Document everything: Keep detailed records of decisions, communications, and security-related actions. The documentation can be vital as evidence in case of investigations. As Nall put it, “A note-to-self can be a get-out-of-jail-free card.”
Negotiate legal protections:
For all infosec workers:
Indemnity under state law: Not all states offer indemnity. Nall advised that if you have an option, you should select California law in your employment contract.
Contractual indemnity agreements: Ensure the company will cover your legal fees and allow you to choose your lawyer. Additionally, ask about new insurance products specifically for CISOs and infosec.
For CISOs:
D&O (Directors and Officers) insurance coverage: Understand the policy limits, including Self-Insured Retention (SIR) or deductible, and the extent of the legal protections provided.
During a crisis
Avoid ephemeral messaging: Refrain from using SMS or disappearing message apps during a breach. The lack of communication records could be interpreted as an attempt to hide crucial information.
Be transparent but strategic: Always consult legal counsel before disclosing sensitive information. Nall advised labeling communications as “attorney-client privileged” whenever possible to maintain confidentiality. It can help protect you from unnecessary exposure to litigation.
After a breach
Escalate when necessary: If you face internal resistance to transparency and best practices, escalate the issue to the board.
Know when to leave: If you believe that the company’s handling of an investigation becomes unethical or risky, it may be time to consider resigning. Nall recommended that CISOs be ready to “pull the ripcord” if the situation warrants it.
Additional support
Seek outside legal counsel when necessary: Consult external counsel if your company’s legal team doesn’t adequately protect your interests.
Whistleblower protections: Federal regulations offer protections for individuals reporting misconduct.

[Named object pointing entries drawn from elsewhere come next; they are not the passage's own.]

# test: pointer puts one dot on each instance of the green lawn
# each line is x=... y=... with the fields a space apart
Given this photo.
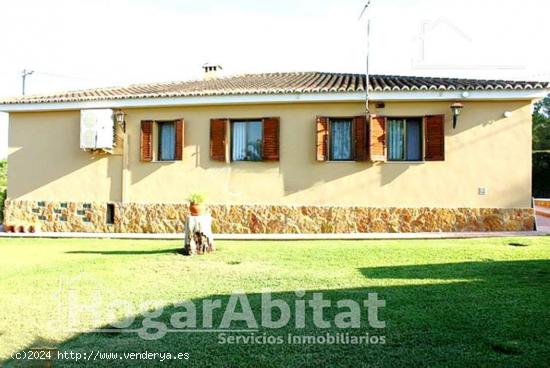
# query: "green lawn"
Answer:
x=479 y=302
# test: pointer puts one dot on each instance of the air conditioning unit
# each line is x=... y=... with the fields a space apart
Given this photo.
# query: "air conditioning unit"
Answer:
x=97 y=129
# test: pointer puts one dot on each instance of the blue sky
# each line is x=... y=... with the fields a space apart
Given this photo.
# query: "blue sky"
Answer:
x=74 y=44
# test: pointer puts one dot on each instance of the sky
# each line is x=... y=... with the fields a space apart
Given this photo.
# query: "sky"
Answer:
x=76 y=44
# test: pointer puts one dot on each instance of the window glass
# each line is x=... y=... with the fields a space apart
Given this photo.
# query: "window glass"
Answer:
x=396 y=138
x=405 y=139
x=414 y=142
x=340 y=139
x=167 y=141
x=246 y=141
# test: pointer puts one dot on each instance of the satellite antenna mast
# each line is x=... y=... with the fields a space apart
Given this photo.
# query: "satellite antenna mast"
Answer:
x=24 y=75
x=367 y=57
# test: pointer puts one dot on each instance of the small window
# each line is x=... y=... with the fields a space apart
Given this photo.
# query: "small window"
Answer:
x=405 y=139
x=246 y=140
x=340 y=140
x=110 y=214
x=166 y=141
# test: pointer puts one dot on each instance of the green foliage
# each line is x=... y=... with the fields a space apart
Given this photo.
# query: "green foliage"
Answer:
x=541 y=174
x=541 y=125
x=196 y=198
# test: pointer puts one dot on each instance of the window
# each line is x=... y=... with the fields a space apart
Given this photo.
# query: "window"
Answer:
x=166 y=141
x=340 y=139
x=246 y=140
x=405 y=139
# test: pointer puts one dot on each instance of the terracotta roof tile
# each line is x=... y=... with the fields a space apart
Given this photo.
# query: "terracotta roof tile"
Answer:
x=277 y=83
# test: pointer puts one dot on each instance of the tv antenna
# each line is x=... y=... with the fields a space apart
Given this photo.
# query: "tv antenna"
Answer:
x=365 y=8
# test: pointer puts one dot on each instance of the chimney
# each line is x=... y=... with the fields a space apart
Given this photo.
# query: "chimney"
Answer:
x=211 y=71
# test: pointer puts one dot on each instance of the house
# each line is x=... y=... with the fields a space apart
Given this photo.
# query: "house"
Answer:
x=276 y=153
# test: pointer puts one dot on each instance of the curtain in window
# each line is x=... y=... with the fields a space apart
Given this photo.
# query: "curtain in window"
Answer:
x=254 y=141
x=238 y=141
x=340 y=133
x=167 y=136
x=396 y=140
x=414 y=151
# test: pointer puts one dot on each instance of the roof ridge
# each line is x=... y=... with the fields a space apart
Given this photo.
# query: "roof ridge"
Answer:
x=276 y=83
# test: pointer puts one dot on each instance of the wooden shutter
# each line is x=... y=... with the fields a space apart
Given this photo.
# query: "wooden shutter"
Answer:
x=435 y=138
x=377 y=138
x=270 y=141
x=179 y=139
x=146 y=140
x=322 y=138
x=361 y=138
x=218 y=131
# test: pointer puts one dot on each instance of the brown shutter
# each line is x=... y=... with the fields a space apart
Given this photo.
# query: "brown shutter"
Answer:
x=435 y=138
x=270 y=142
x=322 y=138
x=179 y=139
x=146 y=140
x=218 y=139
x=377 y=138
x=361 y=138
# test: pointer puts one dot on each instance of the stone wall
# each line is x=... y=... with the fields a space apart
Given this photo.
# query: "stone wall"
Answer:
x=169 y=218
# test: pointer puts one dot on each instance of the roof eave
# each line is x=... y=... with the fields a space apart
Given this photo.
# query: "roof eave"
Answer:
x=462 y=95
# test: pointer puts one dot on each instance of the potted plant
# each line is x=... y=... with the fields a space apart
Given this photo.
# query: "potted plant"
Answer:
x=195 y=203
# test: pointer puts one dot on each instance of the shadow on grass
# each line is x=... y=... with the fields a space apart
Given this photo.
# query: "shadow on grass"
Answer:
x=125 y=252
x=457 y=314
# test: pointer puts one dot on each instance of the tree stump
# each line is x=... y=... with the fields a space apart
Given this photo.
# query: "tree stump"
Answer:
x=198 y=235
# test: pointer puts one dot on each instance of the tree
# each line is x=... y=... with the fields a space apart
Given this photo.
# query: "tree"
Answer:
x=541 y=125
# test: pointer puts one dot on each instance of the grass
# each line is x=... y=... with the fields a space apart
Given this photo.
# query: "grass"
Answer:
x=3 y=174
x=475 y=302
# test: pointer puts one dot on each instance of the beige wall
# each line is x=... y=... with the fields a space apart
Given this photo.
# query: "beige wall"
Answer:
x=486 y=149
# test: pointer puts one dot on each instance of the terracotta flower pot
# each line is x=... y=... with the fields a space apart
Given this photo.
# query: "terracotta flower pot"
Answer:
x=195 y=209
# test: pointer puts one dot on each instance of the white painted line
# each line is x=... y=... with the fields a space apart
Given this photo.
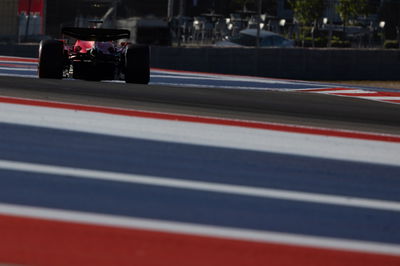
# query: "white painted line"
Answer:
x=343 y=91
x=355 y=92
x=199 y=230
x=19 y=75
x=202 y=186
x=18 y=69
x=316 y=146
x=381 y=98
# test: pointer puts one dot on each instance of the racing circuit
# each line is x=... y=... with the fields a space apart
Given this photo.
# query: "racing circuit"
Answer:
x=196 y=169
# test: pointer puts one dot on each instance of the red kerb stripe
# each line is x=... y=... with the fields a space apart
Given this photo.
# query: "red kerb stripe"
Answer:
x=44 y=242
x=206 y=120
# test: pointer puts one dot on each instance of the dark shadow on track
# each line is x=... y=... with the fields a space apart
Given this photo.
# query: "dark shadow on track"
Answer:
x=293 y=107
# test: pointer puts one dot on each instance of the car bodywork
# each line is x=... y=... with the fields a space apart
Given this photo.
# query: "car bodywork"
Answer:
x=95 y=55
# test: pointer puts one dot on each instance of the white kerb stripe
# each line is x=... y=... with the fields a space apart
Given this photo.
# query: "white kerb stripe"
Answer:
x=202 y=186
x=199 y=230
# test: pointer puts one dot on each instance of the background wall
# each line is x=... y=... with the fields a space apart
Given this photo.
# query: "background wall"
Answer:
x=8 y=19
x=292 y=63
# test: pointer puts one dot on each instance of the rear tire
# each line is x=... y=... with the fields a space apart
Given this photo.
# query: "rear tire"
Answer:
x=137 y=64
x=51 y=59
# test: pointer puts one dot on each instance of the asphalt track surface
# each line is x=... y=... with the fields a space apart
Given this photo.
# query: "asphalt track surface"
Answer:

If needed, use whistleblower programs such as anonymous hotlines.
The Takeaway
Navigating the aftermath of a cyber incident has become a high-stakes balancing act. The evolving legal and regulatory landscape puts tremendous pressure on individual workers. To thrive in this environment, infosec workers must adopt a proactive approach.
Don’t wait for a crisis to defend yourself—lay the groundwork early and communicate clearly and strategically. As Nall said, “Don’t go it alone, and don’t take it lying down.” Infosec workers who combine technical expertise with legal savvy are more likely to land safely rather than get caught in the fallout of regulatory issues.